Innovations in Australia: Exciting Times Down Under
Many people have a notion of Australians being a bushwhacking bunch of former convicts living a rough and tumble existence in the outback. Some of our near neighbors think of Australia as a European outpost on the edge of Asia separated by language, culture, race and history. While not wanting to totally demystify our romantic colonial image, data on Australia would suggest quite an alternate view.
Australia is, in fact, one of the most urbanized countries in the world. That’s right—the Australian Bureau of Statistics (ABS) reports that the proportion of Australians living in urban areas has increased to 90percent, compared to 82 percent in the USA and just 61 percent in China (The World Bank, 2020). More and more of us are living in cities and this means our cities are facing growing environmental, societal, and economic challenges.

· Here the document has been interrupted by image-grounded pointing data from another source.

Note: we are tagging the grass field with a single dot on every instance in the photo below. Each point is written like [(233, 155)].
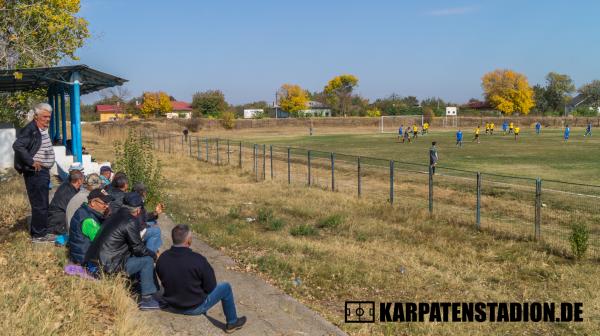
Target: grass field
[(343, 248), (545, 156)]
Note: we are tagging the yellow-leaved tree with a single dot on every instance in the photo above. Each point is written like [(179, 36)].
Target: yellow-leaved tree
[(157, 103), (292, 98), (508, 91)]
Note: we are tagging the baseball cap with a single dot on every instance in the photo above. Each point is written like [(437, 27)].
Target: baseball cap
[(93, 180), (133, 199), (105, 168), (101, 194)]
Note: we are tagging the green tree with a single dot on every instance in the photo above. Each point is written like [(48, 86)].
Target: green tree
[(592, 93), (339, 93), (209, 103), (36, 33)]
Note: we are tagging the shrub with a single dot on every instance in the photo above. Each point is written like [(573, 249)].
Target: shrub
[(330, 222), (228, 119), (264, 215), (579, 239), (303, 230), (275, 224), (135, 157)]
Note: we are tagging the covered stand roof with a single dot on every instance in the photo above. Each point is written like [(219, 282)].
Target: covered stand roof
[(34, 78)]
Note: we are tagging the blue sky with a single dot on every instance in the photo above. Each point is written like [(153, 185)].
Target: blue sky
[(248, 48)]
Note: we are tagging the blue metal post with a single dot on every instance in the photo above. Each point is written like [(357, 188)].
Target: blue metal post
[(63, 112), (76, 122)]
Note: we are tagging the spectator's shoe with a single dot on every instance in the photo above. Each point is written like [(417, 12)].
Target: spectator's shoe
[(235, 326), (49, 238), (148, 303)]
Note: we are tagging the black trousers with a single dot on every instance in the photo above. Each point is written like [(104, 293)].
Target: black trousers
[(37, 190)]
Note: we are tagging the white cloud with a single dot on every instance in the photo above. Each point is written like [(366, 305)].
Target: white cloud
[(451, 11)]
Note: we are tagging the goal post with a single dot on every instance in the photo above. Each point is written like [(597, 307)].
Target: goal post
[(390, 124)]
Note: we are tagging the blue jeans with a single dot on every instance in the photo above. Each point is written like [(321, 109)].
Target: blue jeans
[(152, 238), (221, 293), (144, 268)]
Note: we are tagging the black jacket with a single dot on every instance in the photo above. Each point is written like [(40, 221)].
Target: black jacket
[(57, 218), (27, 144), (186, 276), (119, 238)]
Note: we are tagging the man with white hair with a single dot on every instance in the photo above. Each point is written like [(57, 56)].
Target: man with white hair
[(34, 156)]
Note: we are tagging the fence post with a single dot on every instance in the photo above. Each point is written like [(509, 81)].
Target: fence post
[(392, 182), (478, 209), (359, 183), (240, 155), (308, 165), (430, 189), (207, 155), (217, 142), (271, 159), (332, 171), (538, 208)]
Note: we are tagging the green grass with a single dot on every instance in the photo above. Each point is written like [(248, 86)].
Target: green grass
[(545, 156)]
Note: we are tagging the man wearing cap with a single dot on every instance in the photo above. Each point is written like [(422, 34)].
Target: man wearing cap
[(34, 156), (57, 220), (86, 222), (91, 182), (105, 174), (118, 247)]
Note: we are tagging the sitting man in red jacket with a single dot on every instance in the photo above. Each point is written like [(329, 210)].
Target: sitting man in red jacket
[(189, 281)]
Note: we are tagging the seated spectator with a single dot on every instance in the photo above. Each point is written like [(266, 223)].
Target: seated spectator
[(90, 183), (105, 174), (151, 233), (119, 247), (57, 220), (86, 223), (117, 189), (189, 281)]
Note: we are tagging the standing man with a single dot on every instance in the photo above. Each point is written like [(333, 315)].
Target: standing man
[(459, 138), (433, 158), (34, 156), (57, 218), (189, 281), (588, 130)]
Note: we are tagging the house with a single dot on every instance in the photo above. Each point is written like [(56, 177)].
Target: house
[(112, 112), (575, 102)]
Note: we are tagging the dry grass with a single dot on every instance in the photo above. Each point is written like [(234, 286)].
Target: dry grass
[(38, 299), (378, 252)]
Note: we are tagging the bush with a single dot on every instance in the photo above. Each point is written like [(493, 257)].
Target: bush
[(228, 119), (303, 230), (275, 224), (135, 157), (579, 237), (330, 222)]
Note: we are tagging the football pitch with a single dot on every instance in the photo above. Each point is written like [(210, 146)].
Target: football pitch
[(546, 156)]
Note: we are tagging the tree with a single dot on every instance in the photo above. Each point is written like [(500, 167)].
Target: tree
[(36, 33), (558, 90), (210, 102), (156, 103), (592, 93), (508, 91), (339, 92), (292, 98)]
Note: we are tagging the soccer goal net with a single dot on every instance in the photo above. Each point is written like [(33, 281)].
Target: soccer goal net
[(390, 124)]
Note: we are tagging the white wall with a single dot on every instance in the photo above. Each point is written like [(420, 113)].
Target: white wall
[(7, 137)]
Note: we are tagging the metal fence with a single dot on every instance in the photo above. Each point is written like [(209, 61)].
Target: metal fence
[(510, 206)]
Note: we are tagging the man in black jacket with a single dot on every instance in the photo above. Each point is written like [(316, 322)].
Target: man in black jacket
[(57, 219), (189, 281), (118, 246), (34, 156)]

Australia is a wealthy nation with a market-based economy that has a comparatively high gross domestic product and per capita income. Its economy is driven by the service sector and the export of commodities. Average wealth per adult in Australia sits at $492,055 (US $353,671) which is among the highest in the world (ABS, 2021). This is due to our superannuation system (401K), an unprecedented 26 years of continuous economic growth, high real estate prices, and plentiful natural resources.
Australia is a highly innovative country. Australian innovations include: the electronic pacemaker (1926), the ‘black box’ flight recorder (1958), ultrasound (1961), multi-channel cochlear implants (1970s), Wi-Fi (1990s), the polymer banknote (1988), Google Maps (2003), a cervical cancer vaccine (2006), and, as a nod to our hard drinking days, boxed wine. Our culture of innovation was founded on the pioneering spirt of our forefathers, who understood that if they wanted to control their future, they needed to develop their own solutions to their problems.

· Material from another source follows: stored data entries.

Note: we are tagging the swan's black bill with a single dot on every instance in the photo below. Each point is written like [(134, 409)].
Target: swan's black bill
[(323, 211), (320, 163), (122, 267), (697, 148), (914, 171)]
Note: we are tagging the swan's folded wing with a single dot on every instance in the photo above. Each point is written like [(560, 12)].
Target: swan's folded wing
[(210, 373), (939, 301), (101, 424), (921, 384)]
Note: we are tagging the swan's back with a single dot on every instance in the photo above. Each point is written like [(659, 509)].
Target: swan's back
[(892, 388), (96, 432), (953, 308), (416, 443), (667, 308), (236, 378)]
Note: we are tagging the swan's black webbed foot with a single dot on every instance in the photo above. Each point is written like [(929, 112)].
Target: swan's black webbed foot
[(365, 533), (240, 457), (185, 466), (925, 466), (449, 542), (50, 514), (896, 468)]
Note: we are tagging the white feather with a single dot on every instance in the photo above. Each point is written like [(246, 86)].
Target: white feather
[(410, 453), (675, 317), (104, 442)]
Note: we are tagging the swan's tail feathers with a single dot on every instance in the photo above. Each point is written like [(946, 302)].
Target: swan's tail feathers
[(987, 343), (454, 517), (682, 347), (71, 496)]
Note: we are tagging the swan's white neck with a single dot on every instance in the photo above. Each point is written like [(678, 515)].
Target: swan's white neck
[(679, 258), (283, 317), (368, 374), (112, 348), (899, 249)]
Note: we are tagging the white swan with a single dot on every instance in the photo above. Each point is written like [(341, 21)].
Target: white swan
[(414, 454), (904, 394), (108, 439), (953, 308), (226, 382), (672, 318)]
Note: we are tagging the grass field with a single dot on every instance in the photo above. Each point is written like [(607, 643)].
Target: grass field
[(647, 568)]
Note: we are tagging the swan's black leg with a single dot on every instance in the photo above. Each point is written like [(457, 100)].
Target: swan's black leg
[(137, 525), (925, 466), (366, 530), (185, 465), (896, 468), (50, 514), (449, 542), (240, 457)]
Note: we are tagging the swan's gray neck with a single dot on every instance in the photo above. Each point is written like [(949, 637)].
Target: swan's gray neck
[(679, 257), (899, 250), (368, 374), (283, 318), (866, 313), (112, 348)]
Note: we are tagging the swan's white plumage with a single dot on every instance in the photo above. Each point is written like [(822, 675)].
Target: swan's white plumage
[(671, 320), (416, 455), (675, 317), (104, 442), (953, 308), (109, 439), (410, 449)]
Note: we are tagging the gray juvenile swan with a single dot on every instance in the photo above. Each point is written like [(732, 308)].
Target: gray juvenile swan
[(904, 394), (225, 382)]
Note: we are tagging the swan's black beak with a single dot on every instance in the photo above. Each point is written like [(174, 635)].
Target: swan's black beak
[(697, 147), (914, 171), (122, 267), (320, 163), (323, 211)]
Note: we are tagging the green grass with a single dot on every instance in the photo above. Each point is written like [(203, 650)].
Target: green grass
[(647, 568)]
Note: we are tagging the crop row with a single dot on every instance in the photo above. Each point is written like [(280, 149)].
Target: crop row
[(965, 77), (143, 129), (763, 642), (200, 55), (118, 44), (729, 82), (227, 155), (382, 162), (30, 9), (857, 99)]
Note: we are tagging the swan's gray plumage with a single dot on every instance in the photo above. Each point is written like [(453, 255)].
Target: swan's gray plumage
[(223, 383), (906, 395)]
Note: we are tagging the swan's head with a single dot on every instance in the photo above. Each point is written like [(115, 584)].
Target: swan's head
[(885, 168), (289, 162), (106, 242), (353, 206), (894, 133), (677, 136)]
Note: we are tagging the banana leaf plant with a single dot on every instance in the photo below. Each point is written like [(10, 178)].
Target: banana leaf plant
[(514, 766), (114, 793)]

Like many developed countries, Australia is wrestling with the challenges of employment, access to resources and amenities, and maintaining high standards of living in its cities. The continuing densification of our cities magnifies the pressure to marry disruptive technologies such as micro-mobility, ride-hailing and car sharing and a variety of travel modes, while being constrained to the same urban footprint. Further, cities have to manage conflicting priorities within policy frameworks,
designed by councillors whose re-elections often depend upon appeasing suburban constituents.

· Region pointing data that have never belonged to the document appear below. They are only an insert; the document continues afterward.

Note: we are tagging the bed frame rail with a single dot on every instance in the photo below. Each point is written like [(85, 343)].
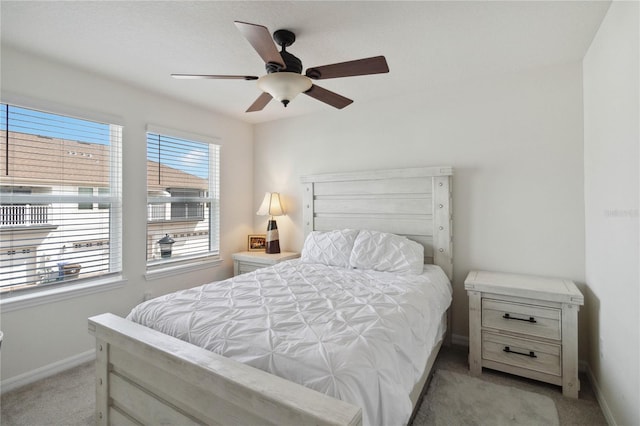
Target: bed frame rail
[(146, 377)]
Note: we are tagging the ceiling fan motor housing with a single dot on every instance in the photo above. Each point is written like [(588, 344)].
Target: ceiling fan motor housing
[(285, 38)]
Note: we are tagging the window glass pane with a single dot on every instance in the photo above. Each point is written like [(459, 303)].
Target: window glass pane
[(50, 232), (182, 197)]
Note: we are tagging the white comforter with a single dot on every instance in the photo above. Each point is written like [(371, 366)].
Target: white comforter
[(360, 336)]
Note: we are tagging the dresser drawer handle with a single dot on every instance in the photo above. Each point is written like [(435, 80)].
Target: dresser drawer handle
[(531, 354), (530, 319)]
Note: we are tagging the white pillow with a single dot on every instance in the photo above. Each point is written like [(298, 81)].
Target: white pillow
[(331, 248), (386, 252)]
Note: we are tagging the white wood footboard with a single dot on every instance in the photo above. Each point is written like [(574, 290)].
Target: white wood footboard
[(146, 377)]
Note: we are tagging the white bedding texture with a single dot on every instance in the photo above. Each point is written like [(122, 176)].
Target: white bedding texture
[(361, 336)]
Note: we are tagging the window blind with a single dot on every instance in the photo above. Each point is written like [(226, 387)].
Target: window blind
[(182, 198), (60, 198)]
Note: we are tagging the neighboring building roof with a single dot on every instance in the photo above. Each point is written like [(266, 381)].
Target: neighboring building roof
[(39, 161)]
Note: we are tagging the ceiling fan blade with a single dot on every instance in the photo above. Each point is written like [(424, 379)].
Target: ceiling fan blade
[(260, 103), (373, 65), (260, 38), (210, 76), (328, 97)]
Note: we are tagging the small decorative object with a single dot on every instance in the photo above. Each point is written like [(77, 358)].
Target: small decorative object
[(256, 242), (165, 245), (271, 206)]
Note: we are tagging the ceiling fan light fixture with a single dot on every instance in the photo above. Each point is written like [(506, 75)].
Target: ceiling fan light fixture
[(284, 86)]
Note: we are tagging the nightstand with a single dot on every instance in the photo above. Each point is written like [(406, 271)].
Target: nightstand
[(525, 325), (248, 261)]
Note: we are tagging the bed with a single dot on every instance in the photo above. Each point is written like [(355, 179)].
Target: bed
[(147, 376)]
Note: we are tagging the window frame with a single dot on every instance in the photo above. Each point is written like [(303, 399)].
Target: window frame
[(18, 298), (157, 268)]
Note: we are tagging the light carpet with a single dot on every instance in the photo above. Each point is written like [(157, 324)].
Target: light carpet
[(458, 399)]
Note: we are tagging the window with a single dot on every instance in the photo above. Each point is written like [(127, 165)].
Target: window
[(182, 197), (54, 227)]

The solution is to make cities smarter. This is possible through a confluence of innovative trends – trends that allow us to create spaces in which humans and technology interact in a more connected, intelligent, and automated way. Smart mobility and parking have emerged as key considerations in smart city infrastructural development. This is in part due to the fact that we Australians love vehicles. Australia’s 25.7 million own more than 20 million motor vehicles (ABS, 2021).
Moreover, the influence of smart mobility is changing consumer experience and expectation, shaping the demand for future parking services and compelling market vendors to innovate their offerings. Technologies like cashless systems, in-ground sensors, wayfinding navigation, and digital permits are already removing parking headaches.
Cashless systems are empowering land usage. In some cities, we have seen a swing from meter use to digital parking payments of over 70 percent, enabling municipalities to make smarter use of what is among their scarcest resource: free space.
Parking technologies are playing a key role in driving consumer behavior. In some Australian cities, the use of digital permits has reduced the number of invalid or misused physical permits by nearly 50 percent. Smart sensors have led to innovations in wayfinding, in which real-time data from sensors matches motorists to parking spaces to improve efficiency, reducing circling behavior and congestion in dense urban environments. Similarly, in-ground sensors, combined with holistic parking management, have improved vehicle turnover and compliance. The result is a measurable increase in parking equity.
Through the use of micro-mobility applications, pay-by-phone parking payment technologies and residential digital permits, cities have come to better understand the behavioral patterns of their consumers. Cities can communicate “one to one” with the users of their assets. They can introduce digital variable pricing programs to transition consumers across city assets and influence the timing of their use. Within a few short years, cities will be able to leverage more powerful information and form smarter relationships with millions of users who, until recent times, were unidentifiable.
While the challenge to meet a growing demand for higher standards is great, never before have our Australian cities had the technologies to transform their relationship with their consumers and key constituents. We live in exciting times down under.